# Dataset visualization

This notebook helps you inspect the raw samples and the corresponding transformed outputs for the datasets supported by the repository. Update the configuration section to point to your local dataset copies before executing the visualization cells.

## How to configure a dataset

Use the `dataset_str` helper format of the data loader utilities (`DatasetName:key=value:key=value`). Typical arguments for the built-in datasets are:

- `ImageNet`: `root`, `extra`, `split` (choose from `TRAIN`, `VAL`, `TEST`).
- `ImageNet22k`: `root`, `extra`, `split` (`TRAIN` or `VAL`).
- `ADE20K`: `root`, `split` (`TRAIN` or `VAL`).
- `CocoCaptions`: `root`, `split` (`TRAIN` or `VAL`).
- `NYU`: `root`, `split` (`TRAIN`, `VAL`, or `TEST`).

Additional keyword arguments accepted by a dataset class can be appended in the same `key=value` form. The notebook validates that the provided filesystem paths exist before instantiating a dataset.

## Available transform presets

The registry defined below wraps the transformation builders shipped with the repository.
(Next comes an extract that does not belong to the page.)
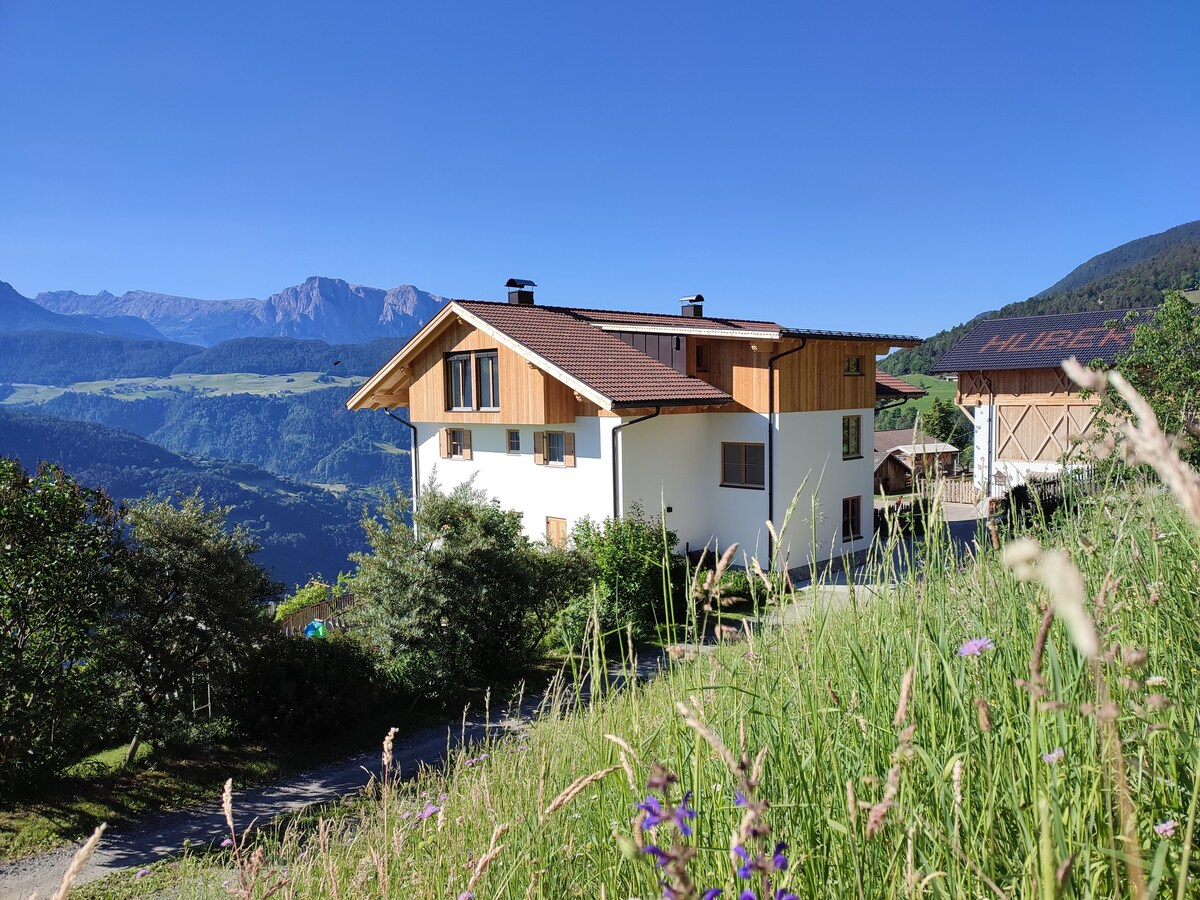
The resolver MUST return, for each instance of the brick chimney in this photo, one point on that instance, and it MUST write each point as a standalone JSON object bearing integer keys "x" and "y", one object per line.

Pick one of the preset names or supply your own callable that accepts `(image, target)` and returns `(image, target)`.

In [None]:
import logging
import os
import random
from dataclasses import dataclass, replace
from typing import Any, Callable, Dict, List, Optional, Sequence, Tuple

import matplotlib.pyplot as plt
import numpy as np
import torch
from PIL import Image

from dinov3.data import transforms as data_transforms
from dinov3.data.loaders import _parse_dataset_str
from dinov3.eval.depth import transforms as depth_transforms
from dinov3.eval.segmentation import transforms as seg_transforms

logging.getLogger("dinov3").setLevel(logging.WARNING)

try:
    from torchvision import tv_tensors
    TV_TENSOR_TYPES = tuple(
        cls
        for name, cls in tv_tensors.__dict__.items()
        if isinstance(cls, type) and cls.__module__.startswith("torchvision.")
    )
except Exception:
    tv_tensors = None
    TV_TENSOR_TYPES: Tuple[type, ...] = tuple()


In [None]:
@dataclass(frozen=True)
class TransformSpec:
    factory: Callable[..., Callable[[Any, Any], Tuple[Any, Any]]]
    description: str
    denormalize_mean: Optional[Sequence[float]] = None
    denormalize_std: Optional[Sequence[float]] = None
    value_scale: float = 1.0


IMAGENET_MEAN = data_transforms.IMAGENET_DEFAULT_MEAN
IMAGENET_STD = data_transforms.IMAGENET_DEFAULT_STD
SEGMENTATION_MEAN = tuple(mean * 255.0 for mean in IMAGENET_MEAN)
SEGMENTATION_STD = tuple(std * 255.0 for std in IMAGENET_STD)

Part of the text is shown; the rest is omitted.